Tefsir (Kur'an Yolu)​


Kıyamet gününde meydana gelecek ve bilinen evreni içine alacak olan toplu ve kökten değişime işaret edilmektedir (krş. Tâhâ 20/105-107). Meâlinde “dönüştürülecek” diye tercüme ettiğimiz tebdîl kavramı Kur’an’da bir şeyin ya özünü (Nisâ 4/56) veya niteliğini değiştirme anlamında kullanılmaktadır (Furkan 25/70; ayrıca bk. Râzî, XIX, 146). Burada her iki anlama da ihtimali bulunduğu için gerek müfessirler gerekse kelâm âlimleri âyeti iki farklı anlamda yorumlamışlardır. Birinci anlama göre kıyamet gününde gökler ve yer de dahil olmak üzere tamamıyla evren yok olacak, daha sonra yeniden yaratılacaktır (özün değiştirilmesi); bu anlamı destekleyen başka âyetler de vardır (Kasas 28/88). İkinci anlama göre ise evrenin maddesi kalacak, nitelikleri değiştirilecektir; meselâ yer küresinin dağları savrulacak, denizleri yarılacak, dümdüz olacak, eğrilik büğrülük görülmeyecek fakat asıl maddesi kalacaktır (vasfın değiştirilmesi; Râzî, XIX, 146). Yerlerin başka bir yere, göklerin de başka göklere çevrilmesi konusunda yapılan yorumlar arasında şunlar da vardır: Yer ateşe (cehenneme), gökler de cennete dönüşecektir. Yer gümüş gibi beyaz, üzerinde kan dökülmedik, günah işlenmedik bambaşka bir yer olacaktır. Bu konuda daha başka yorumlar da vardır (Taberî, XIII, 294). Bu değişimin meydana geldiği kıyamet gününde insanlar, bu arada “kendilerine kötülük etmiş olanlar” dünyada yaptıklarının hesabını vermek üzere kabirlerinden kalkıp hâkimler hâkimi olan Allah’ın huzurunda toplanacaklardır.

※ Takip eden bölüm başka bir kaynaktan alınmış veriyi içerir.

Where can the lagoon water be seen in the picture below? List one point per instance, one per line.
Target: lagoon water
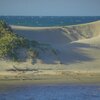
(51, 92)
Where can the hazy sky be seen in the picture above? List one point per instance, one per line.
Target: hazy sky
(50, 7)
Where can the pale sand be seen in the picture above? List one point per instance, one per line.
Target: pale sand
(78, 60)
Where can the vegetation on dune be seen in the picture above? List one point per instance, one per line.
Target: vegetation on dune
(10, 43)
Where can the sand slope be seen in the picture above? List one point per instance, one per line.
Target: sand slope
(77, 46)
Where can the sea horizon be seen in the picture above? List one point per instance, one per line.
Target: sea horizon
(48, 21)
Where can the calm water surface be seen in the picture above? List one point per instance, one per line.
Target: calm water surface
(51, 92)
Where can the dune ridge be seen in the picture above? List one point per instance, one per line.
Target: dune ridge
(77, 50)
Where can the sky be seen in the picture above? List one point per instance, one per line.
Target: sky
(50, 7)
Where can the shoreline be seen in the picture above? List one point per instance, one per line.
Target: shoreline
(62, 77)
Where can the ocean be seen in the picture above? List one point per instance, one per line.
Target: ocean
(47, 21)
(51, 92)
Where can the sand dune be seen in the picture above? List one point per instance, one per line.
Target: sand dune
(78, 46)
(77, 58)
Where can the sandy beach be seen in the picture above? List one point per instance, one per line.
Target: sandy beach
(77, 59)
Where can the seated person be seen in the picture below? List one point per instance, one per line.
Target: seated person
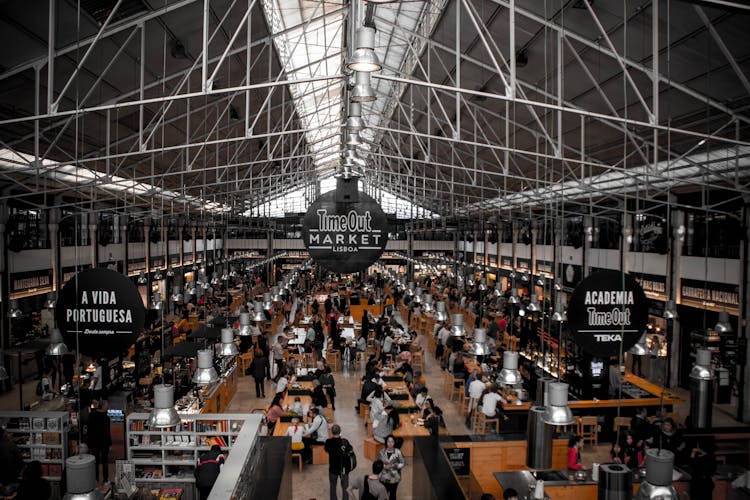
(296, 432)
(490, 401)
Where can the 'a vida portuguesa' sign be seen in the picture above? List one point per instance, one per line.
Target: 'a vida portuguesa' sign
(100, 311)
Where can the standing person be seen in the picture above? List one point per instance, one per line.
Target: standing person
(393, 462)
(69, 362)
(33, 486)
(316, 432)
(258, 371)
(574, 453)
(10, 460)
(653, 365)
(336, 468)
(100, 438)
(329, 385)
(97, 380)
(369, 484)
(208, 469)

Muhammed Esed’in de işaret ettiği gibi bu değişim, mahiyeti itibariyle insanın tanıyıp bildiği ya da tasavvur edebildiği şeylerin ötesinde olduğu için, kıyamet gününde neler olacağına dair Kur’anî tasvirlerin hepsi, kaçınılmaz olarak, temsilî terimlerle ifade edilmiştir; aynı şey, âhirette insanın başına gelecek olan iyi ya da kötü hallerin tasviri için de geçerlidir (II, 512).

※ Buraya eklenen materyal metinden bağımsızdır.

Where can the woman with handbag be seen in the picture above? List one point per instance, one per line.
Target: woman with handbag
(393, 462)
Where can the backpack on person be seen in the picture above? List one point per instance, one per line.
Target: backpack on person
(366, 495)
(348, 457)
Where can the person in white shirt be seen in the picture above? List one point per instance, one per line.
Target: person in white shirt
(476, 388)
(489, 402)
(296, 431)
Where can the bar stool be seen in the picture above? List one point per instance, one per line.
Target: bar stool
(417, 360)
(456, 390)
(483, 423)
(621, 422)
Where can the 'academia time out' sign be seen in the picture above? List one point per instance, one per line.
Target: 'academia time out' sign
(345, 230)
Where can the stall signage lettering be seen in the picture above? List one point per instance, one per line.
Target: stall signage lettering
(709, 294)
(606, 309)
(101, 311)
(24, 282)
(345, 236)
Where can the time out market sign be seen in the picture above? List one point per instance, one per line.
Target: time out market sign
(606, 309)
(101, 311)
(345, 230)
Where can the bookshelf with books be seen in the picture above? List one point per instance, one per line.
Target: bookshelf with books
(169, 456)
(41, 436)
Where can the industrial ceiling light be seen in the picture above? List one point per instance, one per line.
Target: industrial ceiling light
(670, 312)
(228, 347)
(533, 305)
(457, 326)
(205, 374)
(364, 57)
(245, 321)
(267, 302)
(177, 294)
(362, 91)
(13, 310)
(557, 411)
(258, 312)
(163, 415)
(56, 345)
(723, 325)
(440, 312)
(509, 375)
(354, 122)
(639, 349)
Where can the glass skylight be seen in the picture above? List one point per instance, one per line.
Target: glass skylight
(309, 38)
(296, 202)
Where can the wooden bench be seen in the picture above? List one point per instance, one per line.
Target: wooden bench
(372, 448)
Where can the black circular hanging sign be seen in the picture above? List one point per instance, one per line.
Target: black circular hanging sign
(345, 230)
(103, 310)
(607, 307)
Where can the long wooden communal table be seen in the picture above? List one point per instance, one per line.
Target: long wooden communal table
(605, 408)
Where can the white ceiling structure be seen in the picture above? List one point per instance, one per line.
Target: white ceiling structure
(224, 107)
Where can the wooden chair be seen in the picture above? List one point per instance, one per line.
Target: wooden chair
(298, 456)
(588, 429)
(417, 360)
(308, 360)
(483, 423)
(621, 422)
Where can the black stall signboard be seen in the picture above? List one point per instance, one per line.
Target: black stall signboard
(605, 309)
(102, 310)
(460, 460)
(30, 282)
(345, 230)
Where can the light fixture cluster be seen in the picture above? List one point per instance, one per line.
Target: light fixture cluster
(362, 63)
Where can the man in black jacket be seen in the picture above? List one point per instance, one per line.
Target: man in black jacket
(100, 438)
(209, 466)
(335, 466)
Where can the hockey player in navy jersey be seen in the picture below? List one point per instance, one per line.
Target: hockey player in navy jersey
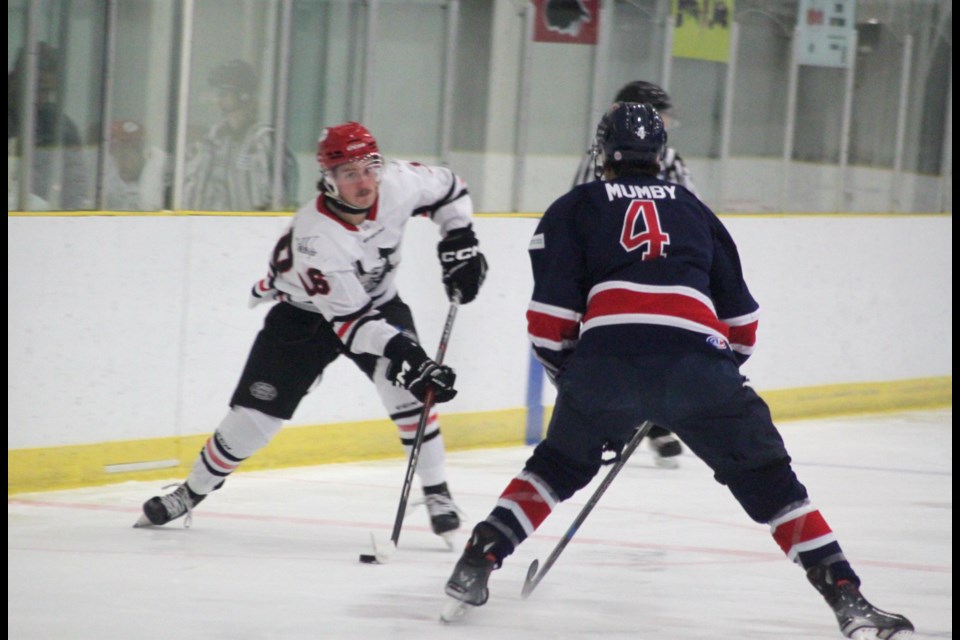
(640, 312)
(332, 277)
(665, 446)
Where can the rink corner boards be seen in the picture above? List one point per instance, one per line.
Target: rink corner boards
(73, 466)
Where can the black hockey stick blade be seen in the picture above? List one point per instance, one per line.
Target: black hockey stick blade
(529, 584)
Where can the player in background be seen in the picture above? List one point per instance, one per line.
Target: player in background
(665, 446)
(640, 311)
(333, 277)
(231, 168)
(138, 175)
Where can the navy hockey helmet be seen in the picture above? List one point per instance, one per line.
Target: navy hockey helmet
(642, 91)
(631, 132)
(347, 142)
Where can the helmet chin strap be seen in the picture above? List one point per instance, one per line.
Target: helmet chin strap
(339, 206)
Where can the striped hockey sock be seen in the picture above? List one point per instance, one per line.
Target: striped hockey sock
(522, 507)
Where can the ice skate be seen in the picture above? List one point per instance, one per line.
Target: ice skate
(160, 510)
(666, 448)
(857, 618)
(444, 513)
(468, 583)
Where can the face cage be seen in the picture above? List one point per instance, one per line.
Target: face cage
(330, 184)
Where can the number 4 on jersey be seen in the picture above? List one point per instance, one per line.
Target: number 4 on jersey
(647, 232)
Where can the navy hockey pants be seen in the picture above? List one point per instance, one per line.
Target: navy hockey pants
(700, 396)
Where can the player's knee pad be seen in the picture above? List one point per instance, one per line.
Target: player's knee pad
(563, 474)
(245, 431)
(396, 400)
(765, 491)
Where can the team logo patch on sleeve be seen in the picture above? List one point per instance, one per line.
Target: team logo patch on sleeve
(717, 343)
(263, 391)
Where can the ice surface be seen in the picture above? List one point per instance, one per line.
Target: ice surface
(666, 553)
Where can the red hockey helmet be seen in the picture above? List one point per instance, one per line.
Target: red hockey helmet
(347, 142)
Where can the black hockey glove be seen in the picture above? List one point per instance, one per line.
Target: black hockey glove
(464, 267)
(412, 369)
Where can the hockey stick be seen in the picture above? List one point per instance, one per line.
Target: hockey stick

Kaynak : Kur'an Yolu Tefsiri Cilt: 3 Sayfa: 326-327
 
İbrâhîm Suresi - 49-50 . Ayet Tefsiri

Ayet​


  • وَتَرَى الْمُجْرِمٖينَ يَوْمَئِذٍ مُقَرَّنٖينَ فِي الْاَصْفَادِۚ
    ﴿٤٩﴾
  • سَرَابٖيلُهُمْ مِنْ قَطِرَانٍ وَتَغْشٰى وُجُوهَهُمُ النَّارُۙ
    ﴿٥٠﴾

Meal (Kur'an Yolu)​


﴾49﴿
O gün, suçluların -sıra halinde- zincirlere vurulmuş olduklarını göreceksin!

﴾50﴿
Onların giysileri katrandandır; yüzlerini de ateş bürüyecektir.

Tefsir (Kur'an Yolu)​


Bu âyetlerin lafzî anlamına göre o gün suçlular, katrandan giysiler içerisinde, zincirlere vurulmuş, yüzlerini ateş bürümüş olarak Allah’ın huzuruna çıkarılacaklar. Ancak bir yoruma göre 49. âyet, suçluların kendi kötü eylem ve temayüllerini, öte dünyada topluca içine düşecekleri genel umutsuzluğu anlatan bir mecazdır. 50. âyet de hesap gününde günahkâr ruhları kaplayacak olan anlatılamaz acıları, insanı dondurucu korkuları dile getiren temsilî bir ifadedir (Râzî, XIX, 148-149; Elmalılı, V, 3034, Esed, II, 512). Kıyametin kopması, insanların Allah’ın huzurunda toplanmaları ve suçluların âyette tasvir edildiği şekilde Allah’ın huzuruna getirilmeleri, Allah’ın herkese dünyada yaptığı iyi işlerin karşılığında mükâfat, kötü işlerin karşılığında ise ceza vermesi içindir; Allah’ın ilmi her şeyi kuşatmış olduğu için kimin ne yaptığını bilir, hiçbir şey O’nun bilgisi dışında kalmaz, kimsenin yardımına ihtiyaç duymaksızın hepsinin hesabını anında görür, O’nun hesabı çabuktur.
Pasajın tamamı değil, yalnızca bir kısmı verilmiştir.